Rickard Engfors, according to Wikipedia, has performed for royalty. I have no doubt. Her (his, their) sinuous and captivating performance was a formative moment in my understanding of my own attraction to gender queering. I would argue that, despite its feminine presentation, this video revolves around masculine examination. Like feeling for the soft fleshy recesses between unforgiving musculature, these men (all different kinds!) are caught in a moment of weakness, moved by unexpected pleasure to celebrate through dance. (All different kinds of dance!) When the music fades, and the sounds of sneakers scuffing wooden floors rises in the mix, I feel present in these sweet and awkward bodies. I feel as though I have received a present.

 
     
  #2 Sordid Algorithms
 
   
     
  In the excellent science fiction satire Roderick at Random, author John Sladek describes a scene in which main character Roderick, the first artificially intelligent robot, discovers how to orgasm. Roderick’s sex worker friend insists on exploring his pleasure, and he suggests she use her compact mirror to flash sunlight into his eyes in an exponential mathematical sequence. Watching this video makes me feel like a robot achieving climax. I get more and more excited as each algorithm pulses past, excellently well ordered and efficient, finding perfect precision. Each new equation makes my heart beat a little faster. Will it happen? I wonder. Oh, oh, it’s happening. It’s happening again! I can’t bear the excitement!

Behind this fetishization of precision is an appreciation for the human decisions that led to this video existing on the internet. Somebody decided to present these algorithms as an animated bar graph. Somebody assigned melodic tones to each value. Somebody named these processes, and chose the ideal array, the ideal delay, for human viewing pleasure. Somebody put it online. And all of those people must have something in common with me, if they value this enough to make it. It makes me think about the immeasurable gulf between the reality of artificial (or alien) intelligence, and our collective imagination of such. Technology, mathematics: how incomprehensibly cold! As soon as we comprehend it, our warmth spoils it, wrapping it up in hot bloody brains, melting the edges. I love to slurp equations through the furnace of my mind.

 
   
  #1 Battle At Kruger  
 
   
  This is a popular video, because it is fucking incredible. It won some internet awards. Good! This is a masterwork of amateur documentary cinema! It’s the perfect length and moves swiftly through a traditional narrative arc (coming-of-age, maybe) using nontraditional characters. There is a hero (the young buffalo), anti-heroes (the lions), and a chilling villain (the crocodile). It has a happy ending. There are close-ups, medium shots, and wide shots, all in a single shot, exquisitely choreographed. Exquisite! These animals may as well have CGI talking mouths for how expressively they are performing this epic. For this effect I also congratulate the cameraman, whose timing, pans, and zooms highlight the most charismatic players in their most dramatic moments, adding immeasurably to the glory and suspense.
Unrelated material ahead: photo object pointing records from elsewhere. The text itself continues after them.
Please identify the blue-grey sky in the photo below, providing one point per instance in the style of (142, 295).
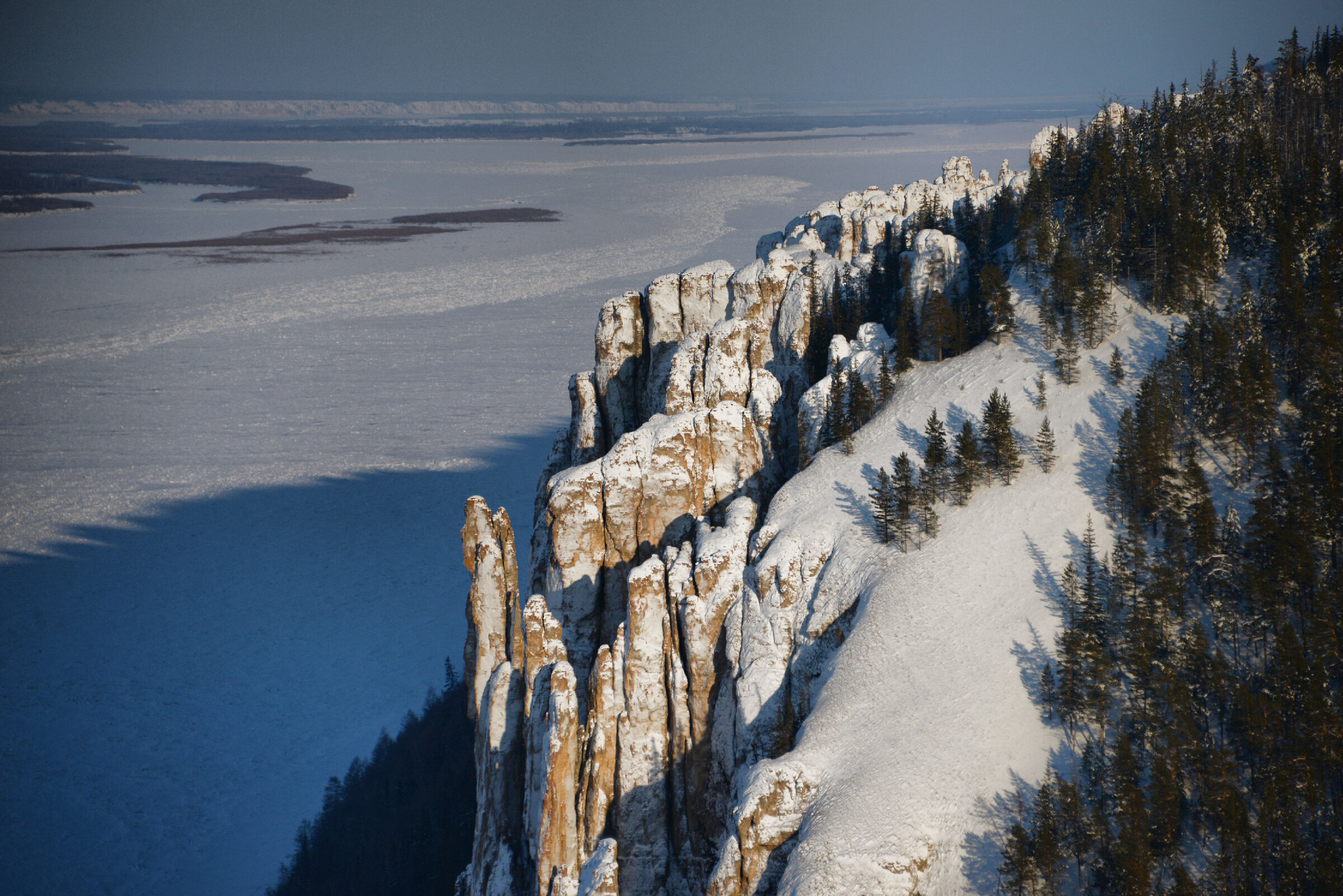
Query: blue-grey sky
(894, 50)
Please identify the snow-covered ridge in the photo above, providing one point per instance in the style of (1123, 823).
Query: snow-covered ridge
(660, 716)
(308, 109)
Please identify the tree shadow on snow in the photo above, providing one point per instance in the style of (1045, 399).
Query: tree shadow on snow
(912, 437)
(982, 852)
(857, 505)
(1044, 578)
(1032, 660)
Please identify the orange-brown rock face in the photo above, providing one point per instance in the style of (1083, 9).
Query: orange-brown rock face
(488, 551)
(618, 679)
(558, 834)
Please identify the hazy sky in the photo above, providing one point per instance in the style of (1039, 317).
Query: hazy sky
(630, 49)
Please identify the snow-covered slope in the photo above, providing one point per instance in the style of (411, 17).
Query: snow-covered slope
(924, 714)
(776, 704)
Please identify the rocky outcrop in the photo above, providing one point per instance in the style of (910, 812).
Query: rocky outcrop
(935, 261)
(635, 712)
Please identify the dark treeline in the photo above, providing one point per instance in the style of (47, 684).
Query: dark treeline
(400, 824)
(266, 180)
(46, 136)
(1199, 670)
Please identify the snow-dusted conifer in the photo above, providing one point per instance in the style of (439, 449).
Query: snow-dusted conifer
(836, 426)
(883, 507)
(1045, 447)
(999, 442)
(904, 488)
(1116, 367)
(935, 453)
(887, 378)
(926, 500)
(993, 290)
(968, 465)
(1067, 355)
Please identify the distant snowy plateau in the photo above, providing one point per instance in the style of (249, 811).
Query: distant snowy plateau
(699, 700)
(230, 498)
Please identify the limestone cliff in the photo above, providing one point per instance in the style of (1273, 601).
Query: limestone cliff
(635, 711)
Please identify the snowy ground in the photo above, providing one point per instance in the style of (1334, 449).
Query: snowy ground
(927, 717)
(230, 494)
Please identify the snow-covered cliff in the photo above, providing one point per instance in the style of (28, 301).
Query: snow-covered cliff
(711, 677)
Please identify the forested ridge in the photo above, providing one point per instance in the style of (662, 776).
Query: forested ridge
(1199, 669)
(401, 823)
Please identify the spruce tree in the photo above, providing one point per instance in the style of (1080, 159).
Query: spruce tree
(1045, 447)
(1017, 872)
(999, 444)
(821, 321)
(935, 453)
(883, 507)
(887, 378)
(905, 496)
(968, 465)
(836, 428)
(997, 299)
(926, 500)
(1067, 355)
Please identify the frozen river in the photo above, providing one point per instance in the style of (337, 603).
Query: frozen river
(230, 494)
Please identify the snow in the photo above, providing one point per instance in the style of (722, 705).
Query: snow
(230, 494)
(924, 715)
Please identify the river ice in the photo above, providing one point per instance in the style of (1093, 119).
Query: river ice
(230, 494)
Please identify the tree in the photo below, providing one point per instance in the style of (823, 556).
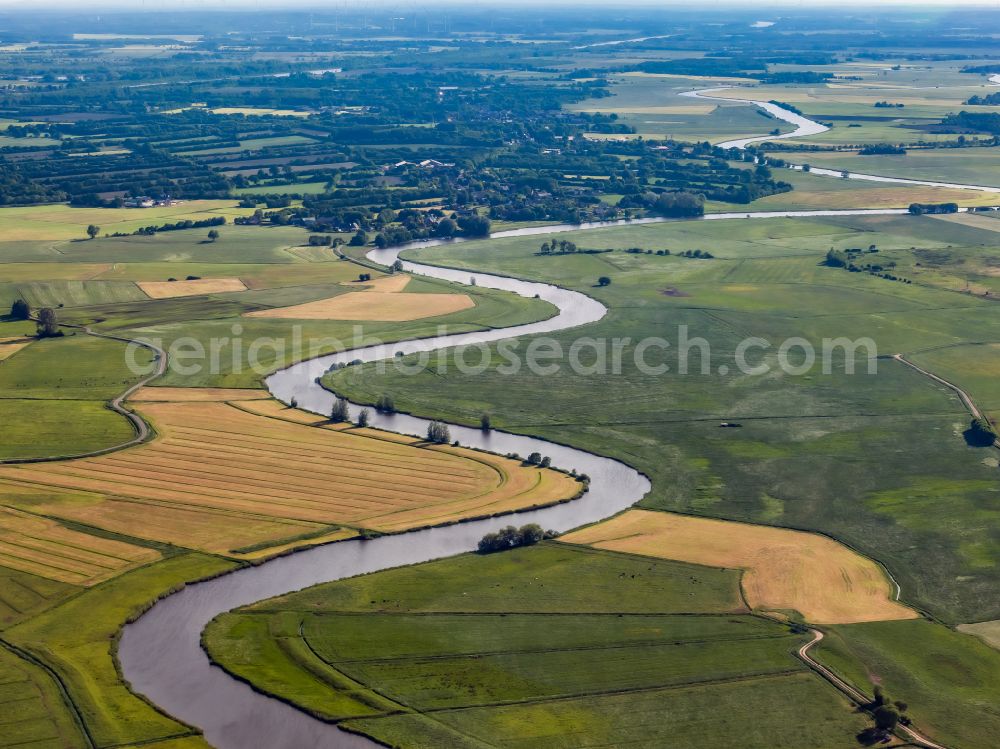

Most videos shot from a Jeep on a tourist safari prompt me towards pessimistic judgments like “isn’t it fucked up that rich people pay to ogle species they’ve endangered in areas they’ve economically and environmentally decimated through racist entitlement and greed?” But in this instance, I forget about the issues, and marvel with the tourists. I enjoy the awed, accented chorus of whispers not quite drowning out the thundering buffalo across the way. I remember: the animals don’t care, they’re not putting on a show. It’s us who care, ex-animals, yearning for opportunities to express our basic instincts, eons away from our origins as ooze, willfully anthropomorphizing a regular bid for survival in a world whose rules we’ve forgotten. Am I awed by the majesty of nature? Or by my interpretation of its motivations? Or by the fact that it is captured so expressively? Is my satisfaction supplemented by my passivity as a viewer? Is this the place for these questions? Is this webpage a place? I AM BECOME NOBODY, THE FLOATING FACE. Watch out for my fears!